APT Groups, Naming Conventions, and State-Sponsored Campaigns

Nation-state threat actors operate with resources, patience, and objectives that set them apart from financially motivated cybercriminals. Rather than a single smash-and-grab intrusion, these groups, commonly called Advanced Persistent Threats or APTs, pursue long-term access for espionage, intellectual property theft, or strategic pre-positioning ahead of a potential future conflict. Critical infrastructure, defence, and technology sectors consistently receive the highest targeting frequency.

This page explains how APT groups are tracked and named, and profiles the specific state-sponsored campaigns that current public advisories and research have documented in detail.

Why the Same Group Has Multiple Names

One of the most confusing aspects of nation-state threat reporting is that different security vendors independently track and name overlapping or identical threat activity. Microsoft assigns names using a weather-family taxonomy tied to assessed country of origin: Typhoon indicates China, Sleet indicates North Korea, Sandstorm indicates Iran, and Blizzard indicates Russia. Groups within the same family receive a distinguishing adjective (Volt Typhoon, Salt Typhoon) based on distinct tactics or objectives.

Other vendors use entirely different schemes: CrowdStrike uses animal names tied to country (Panda for China, Chollima for North Korea, Bear for Russia), Mandiant uses numbered APT designations (APT28, APT41). A joint August 2025 CISA/NSA/FBI advisory on Chinese state-sponsored activity explicitly noted the underlying activity overlapped with groups tracked commercially as Salt Typhoon, OPERATOR PANDA, RedMike, UNC5807, and GhostEmperor, without endorsing any single naming convention.

Source: Microsoft Learn, “How Microsoft names threat actors”; CISA Advisory AA25-239A, August 27, 2025.

Salt Typhoon, Volt Typhoon, and Lazarus Group

Salt Typhoon and Volt Typhoon are both assessed as linked to China, but pursue meaningfully different objectives. Salt Typhoon, linked to China’s Ministry of State Security, is a sustained espionage operation: the FBI confirmed in August 2025 the group had compromised 200+ organisations across 80 countries, focused on telecommunications providers, accessing call metadata and in some cases wiretap audio. The FBI reconfirmed in February 2026 that activity remains ongoing.

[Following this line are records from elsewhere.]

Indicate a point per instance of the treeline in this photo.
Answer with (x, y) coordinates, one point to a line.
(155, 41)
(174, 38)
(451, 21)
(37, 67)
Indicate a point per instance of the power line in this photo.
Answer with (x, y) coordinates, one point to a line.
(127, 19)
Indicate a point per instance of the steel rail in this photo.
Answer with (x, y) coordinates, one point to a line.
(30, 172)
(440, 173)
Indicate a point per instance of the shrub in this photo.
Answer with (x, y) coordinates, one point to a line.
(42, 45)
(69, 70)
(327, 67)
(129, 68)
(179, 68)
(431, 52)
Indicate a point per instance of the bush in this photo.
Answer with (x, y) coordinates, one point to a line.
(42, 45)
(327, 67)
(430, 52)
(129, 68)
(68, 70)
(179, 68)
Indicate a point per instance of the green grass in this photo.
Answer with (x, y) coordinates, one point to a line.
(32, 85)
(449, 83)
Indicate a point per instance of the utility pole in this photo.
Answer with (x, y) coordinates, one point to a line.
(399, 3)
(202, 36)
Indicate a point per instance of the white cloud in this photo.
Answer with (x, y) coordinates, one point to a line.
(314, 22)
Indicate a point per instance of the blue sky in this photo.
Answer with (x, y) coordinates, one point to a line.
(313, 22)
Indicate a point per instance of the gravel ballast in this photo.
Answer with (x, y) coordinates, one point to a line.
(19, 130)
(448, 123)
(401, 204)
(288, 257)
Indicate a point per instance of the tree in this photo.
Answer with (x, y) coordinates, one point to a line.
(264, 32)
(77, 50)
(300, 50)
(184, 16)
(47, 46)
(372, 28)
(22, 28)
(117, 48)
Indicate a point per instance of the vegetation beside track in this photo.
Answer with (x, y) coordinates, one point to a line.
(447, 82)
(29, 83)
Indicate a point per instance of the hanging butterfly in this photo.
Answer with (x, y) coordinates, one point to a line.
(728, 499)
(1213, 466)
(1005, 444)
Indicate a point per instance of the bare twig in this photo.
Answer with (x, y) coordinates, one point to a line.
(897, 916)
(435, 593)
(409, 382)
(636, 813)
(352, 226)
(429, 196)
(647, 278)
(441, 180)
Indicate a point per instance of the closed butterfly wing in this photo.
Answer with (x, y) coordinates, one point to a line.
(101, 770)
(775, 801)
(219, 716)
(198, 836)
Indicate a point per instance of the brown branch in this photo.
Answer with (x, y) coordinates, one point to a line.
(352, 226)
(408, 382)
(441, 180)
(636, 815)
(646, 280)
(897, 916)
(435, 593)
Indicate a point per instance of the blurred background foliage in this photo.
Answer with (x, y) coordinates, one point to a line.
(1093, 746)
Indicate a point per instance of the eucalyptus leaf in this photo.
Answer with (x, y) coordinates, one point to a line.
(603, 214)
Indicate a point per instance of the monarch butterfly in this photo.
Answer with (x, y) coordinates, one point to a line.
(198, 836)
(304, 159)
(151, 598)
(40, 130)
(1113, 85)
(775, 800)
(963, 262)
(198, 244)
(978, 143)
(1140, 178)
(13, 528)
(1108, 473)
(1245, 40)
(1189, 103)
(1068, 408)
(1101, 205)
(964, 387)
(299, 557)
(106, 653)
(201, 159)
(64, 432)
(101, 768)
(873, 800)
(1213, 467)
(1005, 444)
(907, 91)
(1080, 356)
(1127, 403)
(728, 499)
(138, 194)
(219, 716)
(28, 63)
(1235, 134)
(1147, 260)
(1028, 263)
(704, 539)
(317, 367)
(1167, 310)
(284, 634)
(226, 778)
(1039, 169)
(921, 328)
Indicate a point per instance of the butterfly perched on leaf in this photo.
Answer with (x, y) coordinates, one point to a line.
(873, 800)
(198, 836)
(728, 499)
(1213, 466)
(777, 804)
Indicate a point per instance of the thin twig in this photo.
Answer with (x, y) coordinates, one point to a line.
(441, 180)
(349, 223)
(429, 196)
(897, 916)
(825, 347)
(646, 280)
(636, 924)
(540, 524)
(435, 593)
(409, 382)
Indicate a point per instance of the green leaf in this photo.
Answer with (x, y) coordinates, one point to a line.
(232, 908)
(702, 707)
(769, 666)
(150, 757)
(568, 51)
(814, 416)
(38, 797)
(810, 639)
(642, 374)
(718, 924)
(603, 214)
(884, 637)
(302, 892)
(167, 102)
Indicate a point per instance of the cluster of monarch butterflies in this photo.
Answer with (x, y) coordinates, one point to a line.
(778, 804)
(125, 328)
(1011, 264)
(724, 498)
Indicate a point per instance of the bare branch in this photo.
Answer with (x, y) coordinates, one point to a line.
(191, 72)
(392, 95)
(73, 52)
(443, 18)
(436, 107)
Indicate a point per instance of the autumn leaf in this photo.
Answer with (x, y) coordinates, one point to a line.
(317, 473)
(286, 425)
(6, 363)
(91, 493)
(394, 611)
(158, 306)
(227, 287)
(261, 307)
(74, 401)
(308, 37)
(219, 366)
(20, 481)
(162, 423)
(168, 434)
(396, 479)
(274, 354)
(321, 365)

Volt Typhoon, assessed as linked to the People’s Liberation Army, has a different mission: pre-positioning inside US critical infrastructure (energy, water, communications) for potential future disruptive use. CISA confirmed persistent access for at least five years before disclosure; a February 2026 supplementary advisory noted intensified activity consistent with pre-conflict positioning. Both groups rely heavily on living-off-the-land techniques using legitimate administrative tools rather than custom malware.

Lazarus Group (APT38), North Korea-linked, is distinguished by an explicitly financial mission: UN investigators link the group to approximately $6.7 billion in stolen cryptocurrency since 2018, funds reportedly funneled into North Korea’s ballistic missile program and AI research.

A nation-state cyber attack is a cyber operation conducted or sponsored by a national government, typically pursuing espionage, intellectual property theft, or strategic infrastructure pre-positioning rather than direct financial gain. These operations are commonly called Advanced Persistent Threats (APTs).

An APT is a sophisticated, typically state-sponsored threat actor that gains and maintains long-term unauthorised access to a target network for espionage, data theft, or strategic positioning, as opposed to a single opportunistic intrusion.

Security vendors, government agencies, and researchers each independently track and attribute threat activity, developing their own naming conventions (Microsoft's weather-family names, CrowdStrike's animal names, Mandiant's numbered APT designations). The same underlying group is frequently given several different names across the industry.

Both are Chinese state-linked APT groups, but Volt Typhoon (linked to the PLA) focuses on pre-positioning inside US critical infrastructure for potential future disruption, while Salt Typhoon (linked to the MSS) conducts sustained espionage, particularly against telecommunications providers, on an ongoing basis.

Living-off-the-land (LOTL) techniques use legitimate administrative tools already present on a target system, such as PowerShell, rather than custom malware, to carry out an intrusion. Because the tools used are legitimate, LOTL techniques are significantly harder to detect with traditional signature-based security tools.